In 2006, Moodgadget released "The Rorschach Suite", a 20-song compilation. It reached #17 in iTunes electronic music section, and the single "Lost and Found" by Mux Mool was selected for the "Best of iTunes 2006." In 2008, Moodgadget released two compilations, "The Synchronicity Suite" and "No New Enemies Vol. 1" both made it into the top 30 in iTunes' electronic music section.

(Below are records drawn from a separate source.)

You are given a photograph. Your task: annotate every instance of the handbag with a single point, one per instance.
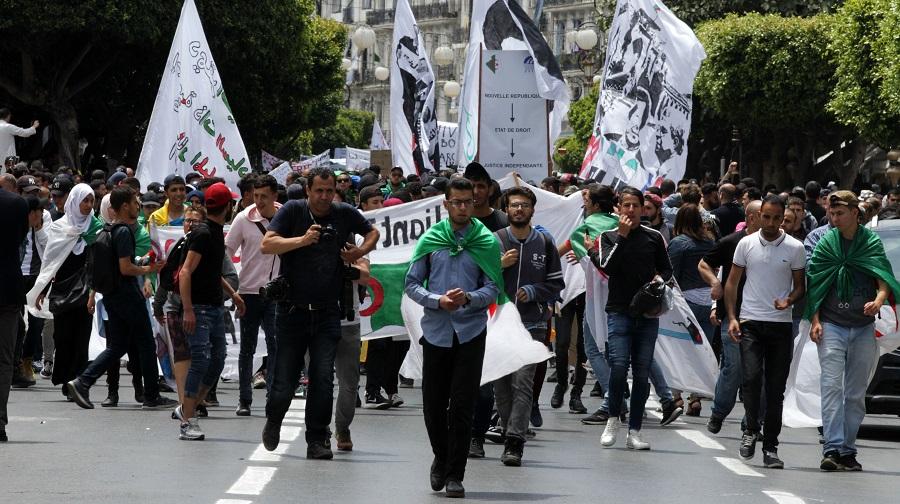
(652, 300)
(69, 293)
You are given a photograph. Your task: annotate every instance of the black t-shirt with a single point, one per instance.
(722, 255)
(208, 240)
(496, 221)
(315, 272)
(14, 223)
(123, 246)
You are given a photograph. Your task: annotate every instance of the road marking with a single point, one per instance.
(263, 455)
(290, 433)
(784, 497)
(700, 439)
(253, 481)
(738, 467)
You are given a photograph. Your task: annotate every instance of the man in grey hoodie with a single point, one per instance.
(533, 278)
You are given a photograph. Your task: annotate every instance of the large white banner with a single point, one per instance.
(503, 25)
(643, 115)
(192, 128)
(413, 116)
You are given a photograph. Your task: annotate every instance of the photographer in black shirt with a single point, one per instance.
(311, 237)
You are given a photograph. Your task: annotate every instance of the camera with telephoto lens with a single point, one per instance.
(327, 232)
(275, 290)
(348, 290)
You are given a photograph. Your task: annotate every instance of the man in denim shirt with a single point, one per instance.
(454, 274)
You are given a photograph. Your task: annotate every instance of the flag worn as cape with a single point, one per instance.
(479, 242)
(831, 266)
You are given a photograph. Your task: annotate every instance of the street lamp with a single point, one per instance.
(443, 56)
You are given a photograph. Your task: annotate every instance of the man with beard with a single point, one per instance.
(532, 275)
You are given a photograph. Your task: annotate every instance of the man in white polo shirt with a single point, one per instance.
(774, 265)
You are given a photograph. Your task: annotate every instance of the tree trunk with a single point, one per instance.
(65, 128)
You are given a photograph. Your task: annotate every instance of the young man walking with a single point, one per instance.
(772, 263)
(849, 279)
(246, 234)
(459, 261)
(532, 277)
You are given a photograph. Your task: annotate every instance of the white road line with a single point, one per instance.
(290, 433)
(700, 439)
(784, 497)
(738, 467)
(252, 481)
(260, 454)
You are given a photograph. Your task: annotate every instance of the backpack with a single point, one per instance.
(104, 267)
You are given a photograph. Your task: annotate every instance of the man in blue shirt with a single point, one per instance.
(459, 261)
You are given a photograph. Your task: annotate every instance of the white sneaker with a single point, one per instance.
(609, 433)
(190, 430)
(634, 441)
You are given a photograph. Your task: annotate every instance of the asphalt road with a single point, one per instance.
(61, 453)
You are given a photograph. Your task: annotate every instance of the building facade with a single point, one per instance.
(445, 23)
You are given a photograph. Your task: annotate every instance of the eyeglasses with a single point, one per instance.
(461, 203)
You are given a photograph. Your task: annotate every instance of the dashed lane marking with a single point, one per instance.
(700, 439)
(784, 497)
(738, 467)
(253, 481)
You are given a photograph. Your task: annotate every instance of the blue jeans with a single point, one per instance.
(207, 349)
(299, 330)
(259, 312)
(631, 341)
(848, 356)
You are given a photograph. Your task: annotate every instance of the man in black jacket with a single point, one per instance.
(631, 256)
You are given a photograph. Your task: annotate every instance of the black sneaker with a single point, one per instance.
(576, 407)
(512, 452)
(771, 460)
(159, 402)
(476, 448)
(599, 417)
(536, 419)
(80, 393)
(558, 396)
(376, 401)
(748, 445)
(850, 464)
(714, 424)
(671, 412)
(318, 450)
(831, 462)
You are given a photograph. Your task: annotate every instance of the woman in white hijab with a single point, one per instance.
(67, 281)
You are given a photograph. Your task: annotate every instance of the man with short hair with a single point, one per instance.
(455, 274)
(201, 286)
(246, 235)
(395, 183)
(312, 238)
(129, 321)
(8, 132)
(172, 211)
(532, 275)
(722, 256)
(773, 263)
(849, 279)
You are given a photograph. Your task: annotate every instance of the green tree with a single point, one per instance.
(99, 63)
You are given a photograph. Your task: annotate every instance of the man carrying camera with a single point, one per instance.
(311, 237)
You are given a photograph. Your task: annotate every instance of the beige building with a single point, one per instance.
(445, 24)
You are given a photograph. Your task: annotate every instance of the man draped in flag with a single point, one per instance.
(455, 274)
(413, 116)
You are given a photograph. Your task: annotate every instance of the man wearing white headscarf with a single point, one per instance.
(62, 289)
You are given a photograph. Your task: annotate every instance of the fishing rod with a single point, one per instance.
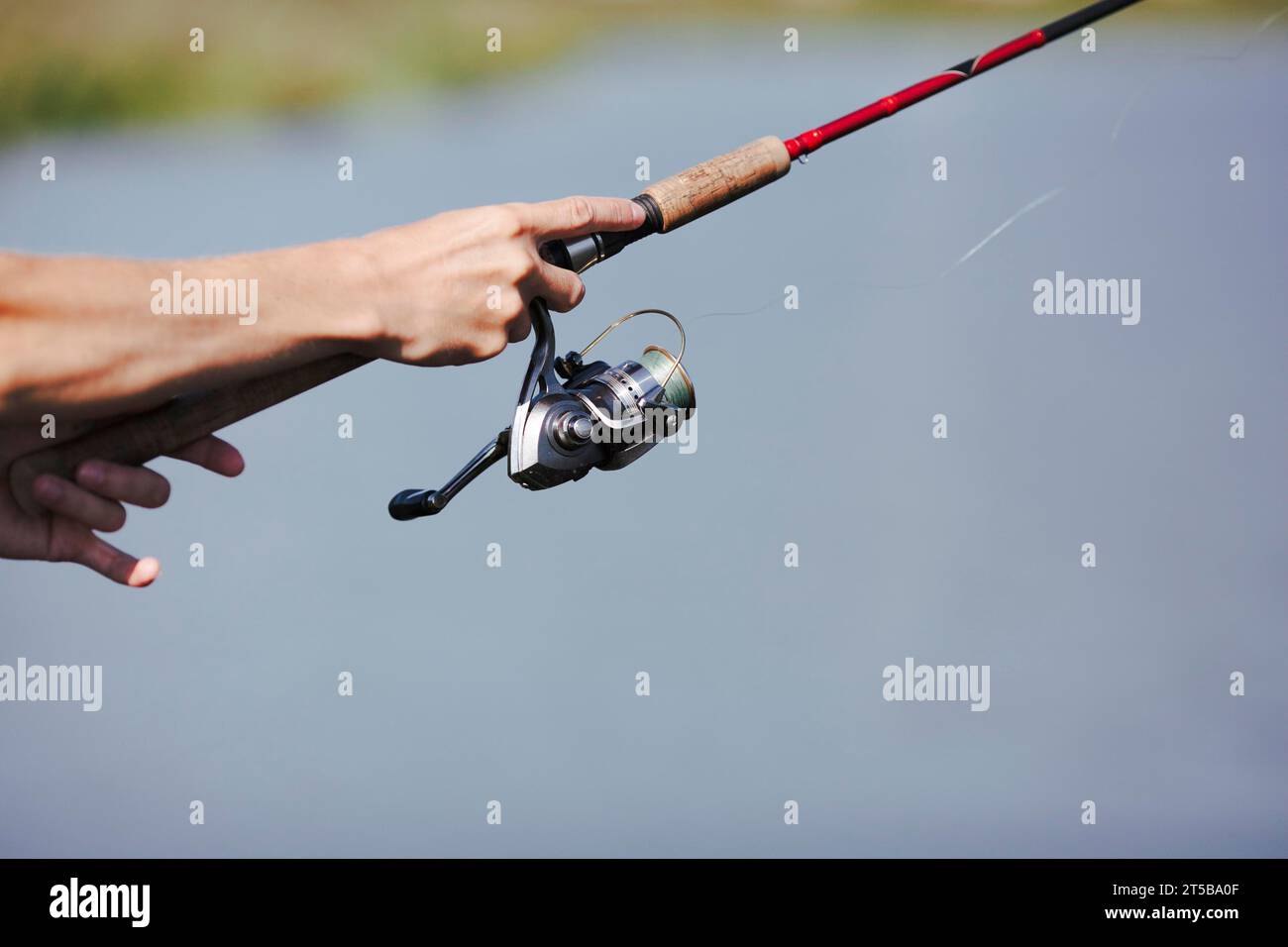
(684, 197)
(566, 406)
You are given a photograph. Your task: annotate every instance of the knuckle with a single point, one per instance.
(580, 213)
(505, 221)
(520, 266)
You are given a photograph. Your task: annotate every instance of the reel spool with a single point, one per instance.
(574, 416)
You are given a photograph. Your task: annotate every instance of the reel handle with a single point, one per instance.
(175, 424)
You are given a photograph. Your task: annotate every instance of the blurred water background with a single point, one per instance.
(518, 684)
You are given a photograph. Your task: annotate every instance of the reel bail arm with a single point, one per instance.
(596, 416)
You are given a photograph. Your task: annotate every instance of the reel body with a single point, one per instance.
(574, 416)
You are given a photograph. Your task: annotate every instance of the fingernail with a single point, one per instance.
(90, 474)
(48, 488)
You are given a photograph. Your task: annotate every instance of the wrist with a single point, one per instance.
(339, 309)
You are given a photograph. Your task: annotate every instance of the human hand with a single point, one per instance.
(455, 287)
(65, 532)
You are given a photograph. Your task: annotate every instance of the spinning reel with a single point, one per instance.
(597, 416)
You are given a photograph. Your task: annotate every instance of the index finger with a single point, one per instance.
(576, 217)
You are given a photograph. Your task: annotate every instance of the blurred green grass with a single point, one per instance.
(82, 63)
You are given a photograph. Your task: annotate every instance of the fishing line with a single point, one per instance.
(1078, 182)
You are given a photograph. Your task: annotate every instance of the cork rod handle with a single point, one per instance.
(712, 184)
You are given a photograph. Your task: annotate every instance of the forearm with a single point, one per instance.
(89, 337)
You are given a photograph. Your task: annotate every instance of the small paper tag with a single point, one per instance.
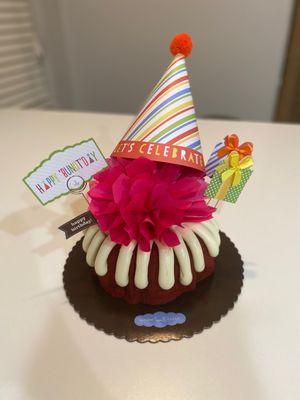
(78, 224)
(66, 170)
(160, 319)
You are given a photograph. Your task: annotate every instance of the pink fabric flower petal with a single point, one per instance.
(141, 200)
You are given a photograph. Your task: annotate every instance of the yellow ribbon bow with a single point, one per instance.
(233, 167)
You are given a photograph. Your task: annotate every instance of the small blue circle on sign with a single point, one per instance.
(160, 319)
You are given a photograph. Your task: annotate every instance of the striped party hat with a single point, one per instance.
(166, 127)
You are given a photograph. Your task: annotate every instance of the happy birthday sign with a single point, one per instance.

===Limited and premiere===

The label has made use of the donation sales method popularized by Radiohead for their Limited and Premiere releases. Limited releases are those by established artists, and Premiere releases are those by new artists; both allow the customer to choose their own price.

== Distribution ==

Moodgadet are partnered with The Orchard for distribution through online music retailers, including: iTunes, Amazon, and Beatport. They have also utilized the controversial technology BitTorrent, and it is their opinion that music is increasingly becoming a promotional tool for touring, merchandising and licensing.

== Licensing ==

Moodgadget has licensed music through Jeremy Peters and GHO (a subsidiary of Ghostly International) to LG, and Prada.